Group and orbit question.

Question

Suppose group $G$ acts on a set $A$.

a) If $x$ and $y$ are in the same orbit, show that there exists some $g \in G$ such that $gG_x g^{-1} = G_y$.

b) Show that if $|G.x|$ is finite, then $|G.x| = |G| / |G_x|$.

I'm beginning to get used to my first abstract, proof-based math course (still have a lot to do though). Here is what I have so far. Thanks for the help.

a) Since $x,y$ are in the same orbit, $G_x = G_y$. Pick an element $g$ such that $g^m = x$ and $g^n = y$ for some $m,n \in \mathbb{Z}$. Then I got stuck.

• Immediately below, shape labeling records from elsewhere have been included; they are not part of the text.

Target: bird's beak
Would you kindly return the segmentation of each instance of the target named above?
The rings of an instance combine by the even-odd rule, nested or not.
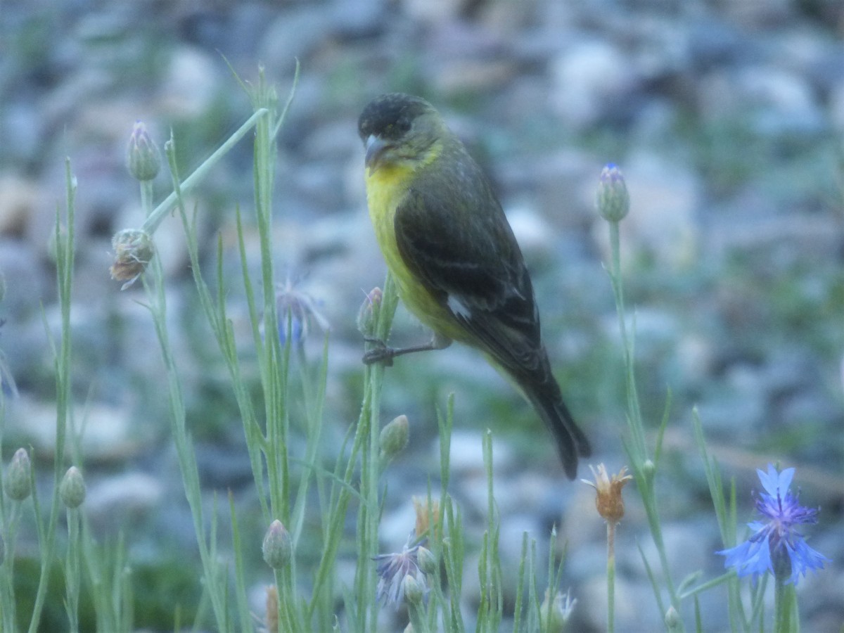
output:
[[[365,165],[369,167],[370,174],[375,173],[381,165],[381,154],[387,149],[387,143],[375,134],[366,137],[366,158]]]

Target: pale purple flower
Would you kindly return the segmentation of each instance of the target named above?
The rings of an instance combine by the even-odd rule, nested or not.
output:
[[[375,557],[378,562],[377,599],[383,600],[384,604],[398,607],[404,601],[404,579],[411,576],[422,589],[422,593],[428,591],[428,581],[425,572],[419,569],[419,551],[420,545],[410,547],[410,538],[402,548],[401,552],[394,554],[380,554]]]
[[[771,464],[768,472],[757,468],[764,492],[759,493],[756,510],[765,522],[754,521],[748,527],[754,533],[744,543],[717,554],[725,556],[724,566],[735,568],[739,576],[753,575],[754,582],[766,571],[797,584],[809,570],[823,569],[829,559],[815,551],[798,531],[801,524],[818,522],[818,510],[801,506],[798,495],[789,491],[794,468],[781,473]],[[798,493],[799,494],[799,493]]]

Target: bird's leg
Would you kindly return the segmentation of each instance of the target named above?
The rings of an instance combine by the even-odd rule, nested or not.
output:
[[[380,338],[365,338],[367,343],[371,343],[374,347],[367,349],[364,354],[364,365],[382,362],[387,367],[392,365],[392,359],[404,354],[413,354],[414,352],[427,352],[431,349],[445,349],[452,344],[452,339],[442,334],[434,333],[430,341],[421,345],[411,345],[409,347],[387,347],[387,344]]]

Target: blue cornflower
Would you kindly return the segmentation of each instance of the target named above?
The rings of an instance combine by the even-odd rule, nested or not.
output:
[[[290,338],[300,344],[311,329],[311,320],[323,331],[328,329],[328,321],[316,309],[316,302],[310,295],[298,289],[289,279],[279,284],[275,295],[279,318],[279,339],[284,345],[287,339],[287,321],[290,320]]]
[[[759,493],[756,510],[767,520],[748,523],[754,531],[746,541],[729,549],[716,554],[726,556],[725,567],[734,567],[739,576],[753,574],[753,581],[766,571],[780,578],[788,576],[787,582],[797,584],[800,576],[809,570],[823,569],[829,559],[815,551],[798,532],[803,523],[817,523],[818,510],[807,508],[798,501],[798,495],[788,490],[794,468],[782,473],[768,464],[768,472],[756,469],[765,492]]]

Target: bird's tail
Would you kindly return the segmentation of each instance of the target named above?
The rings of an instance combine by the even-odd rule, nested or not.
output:
[[[592,455],[592,447],[563,402],[560,386],[551,375],[550,368],[544,378],[541,381],[521,381],[520,387],[554,435],[563,470],[566,477],[573,479],[577,475],[578,457],[588,457]]]

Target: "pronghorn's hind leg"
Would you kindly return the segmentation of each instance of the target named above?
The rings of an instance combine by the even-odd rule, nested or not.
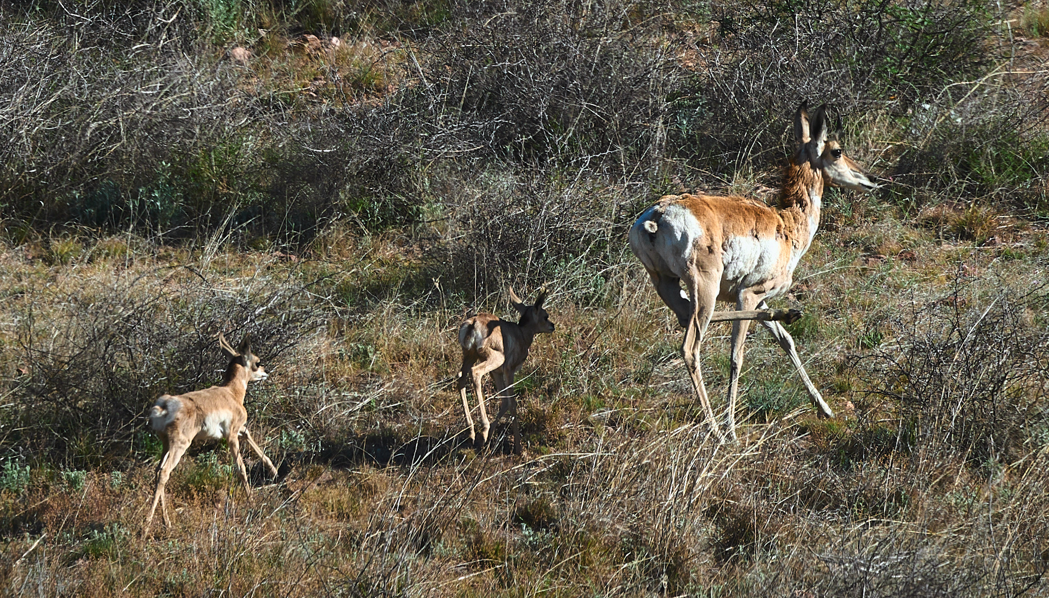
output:
[[[248,426],[244,426],[244,428],[240,430],[240,434],[244,436],[245,441],[248,441],[248,448],[252,449],[252,452],[255,453],[255,456],[262,460],[262,463],[265,464],[266,469],[269,469],[270,473],[274,476],[274,478],[276,478],[278,475],[277,468],[273,465],[273,462],[270,461],[270,457],[267,457],[265,453],[262,452],[262,449],[259,447],[259,445],[255,443],[255,439],[252,437],[252,433],[248,431]]]
[[[157,504],[160,505],[160,514],[164,516],[164,524],[169,529],[171,528],[171,517],[168,515],[168,500],[164,495],[166,492],[165,487],[171,477],[171,470],[178,465],[178,462],[183,458],[183,454],[186,453],[186,449],[190,448],[190,441],[184,437],[168,439],[165,444],[169,448],[165,451],[164,456],[160,458],[160,465],[156,468],[156,492],[153,493],[153,506],[150,507],[149,516],[146,517],[146,527],[143,530],[143,535],[149,535],[149,529],[153,524],[153,514],[156,512]]]
[[[660,299],[678,317],[678,324],[682,328],[686,327],[692,317],[692,302],[682,296],[681,279],[654,271],[648,271],[648,275],[652,279],[652,284],[656,286],[656,292],[659,293]]]
[[[681,356],[685,360],[685,368],[692,379],[692,387],[695,389],[695,396],[700,399],[710,428],[720,439],[724,440],[721,426],[718,425],[718,418],[714,417],[714,410],[710,406],[710,398],[703,384],[703,372],[700,368],[700,347],[703,345],[703,337],[710,323],[710,315],[714,312],[721,273],[703,273],[693,268],[690,275],[691,280],[686,282],[695,307],[688,325],[685,327],[685,340],[681,345]]]
[[[767,305],[765,305],[764,301],[759,305],[763,309]],[[787,328],[785,328],[779,322],[775,321],[763,321],[762,325],[772,333],[776,342],[779,343],[779,346],[787,353],[787,357],[790,358],[791,363],[794,364],[794,368],[797,369],[798,377],[801,378],[801,383],[805,384],[806,390],[809,391],[809,397],[812,398],[813,405],[819,408],[819,414],[825,418],[833,418],[834,411],[831,410],[831,406],[823,401],[822,394],[819,393],[819,390],[816,389],[816,385],[812,383],[812,380],[809,379],[809,375],[805,371],[805,365],[801,364],[801,358],[797,356],[797,349],[794,347],[794,339],[791,338]]]
[[[758,303],[758,299],[752,292],[744,290],[740,292],[735,306],[738,311],[753,309]],[[731,363],[729,365],[728,380],[728,409],[725,414],[725,428],[731,441],[736,440],[735,434],[735,400],[740,391],[740,372],[743,370],[743,345],[747,340],[747,329],[750,327],[750,320],[735,320],[732,322],[732,349],[730,351]]]
[[[459,372],[458,389],[463,399],[463,412],[466,413],[466,424],[470,428],[470,442],[476,442],[476,434],[473,430],[473,418],[470,415],[470,402],[467,401],[466,389],[468,386],[473,386],[472,368],[476,361],[471,353],[463,351],[463,370]]]

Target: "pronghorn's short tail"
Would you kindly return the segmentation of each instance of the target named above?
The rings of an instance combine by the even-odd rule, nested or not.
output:
[[[168,424],[175,421],[175,415],[181,408],[183,403],[178,398],[171,394],[160,396],[149,410],[149,425],[157,432],[164,430]]]

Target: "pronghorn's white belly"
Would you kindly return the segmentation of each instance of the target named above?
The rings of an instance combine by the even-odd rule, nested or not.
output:
[[[763,284],[779,273],[783,245],[773,238],[738,236],[728,238],[722,247],[722,293]]]
[[[230,427],[233,425],[233,411],[219,409],[212,411],[204,418],[204,427],[197,432],[197,439],[222,440],[230,436]]]
[[[657,213],[657,208],[645,210],[630,228],[630,249],[648,270],[686,278],[692,251],[708,244],[703,228],[684,206],[671,204],[662,215]],[[645,229],[647,220],[657,222],[656,233]],[[721,249],[723,296],[775,278],[784,251],[783,244],[774,238],[749,235],[729,237]]]

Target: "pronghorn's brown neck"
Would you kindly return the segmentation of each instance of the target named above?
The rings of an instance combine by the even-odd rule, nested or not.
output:
[[[784,176],[779,209],[786,210],[796,206],[806,214],[811,215],[811,212],[815,212],[818,218],[819,202],[813,202],[813,192],[817,197],[823,194],[823,173],[812,168],[812,164],[804,156],[795,155]]]
[[[228,386],[234,393],[244,401],[244,393],[248,392],[248,368],[240,365],[236,360],[231,361],[222,373],[222,386]]]

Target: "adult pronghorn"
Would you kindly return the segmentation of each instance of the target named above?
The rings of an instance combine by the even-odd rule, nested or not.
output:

b) Note: $G.x$ where $x \in A$ denotes $G$ acting on $A$. $|G.x|$ is finite so each equivalence class in $G$ is finite. The right hand side also denotes an arbitrary equivalence class of $G$.

Answer 1

Hints:

(1) If $\,x,y\,$ are in the same orbit, then $\,\exists\,g\in G\,\;s.t.\;\;x=g\cdot y\,$ , and from here

$$\forall\,h\in G_x:\;\;\;g^{-1}hg\cdot y=g^{-1}h\cdot x =g^{-1}\cdot x=\ldots$$

(Note: the element $\,g\,$ above is the same in both lines)

(b) Denote by $\,G_x/G\,$ the set of all left cosets of the group $\,G_x\,$ in $\,G\,$ , and by $\,\mathcal O(x)\,$ the orbit of an element $\,x\in G\,$ , and define

$$f: \mathcal O(x)\longrightarrow G_x/G\;,\;\;f(g\cdot x):=gG_x$$

Prove this function is well defined and bijective.

Answer 2

Concerning (b), it might be worth remarking that this follows from what is sometimes called the first isomorphism theorem for sets.

This says that if you have a surjective map $f : A \to C$ between sets, then the relation $R$ on $A$ defined by $a R b$ if and only if $f(a) = f(b)$ is an equivalence relation. And if $A/R = \{ [a] : a \in A \}$ is the set of the equivalence classes (so $[a] = \{ y \in A : y R a \}$), then the map $f' : A/R \to C$ that sends $[a] \mapsto f(a)$ is well-defined, and it is a bijection. (One could also characterize $f'$ as the unique map that makes a certain diagram commute.)

In your case, $A = G$, $C = G.x$, and $f(g) = gx$. The relation $R$ becomes $g R h$ if and only if $gx = hx$ if and only if $(g^{-1} h) x = x$ if and only if $g^{-1} h \in G_{x}$, So $[g] = g G_{x}$, and you obtain the bijection already stated by @DonAntonio (actually, its inverse) between the orbit $G.x$, and the set of left cosets of $G_{x}$ in $G$, which has cardinality $\lvert G \rvert / \lvert G_{x} \rvert$.

This might appear involved in this particular case, but it is often useful to construct bijections starting from arbitrary maps.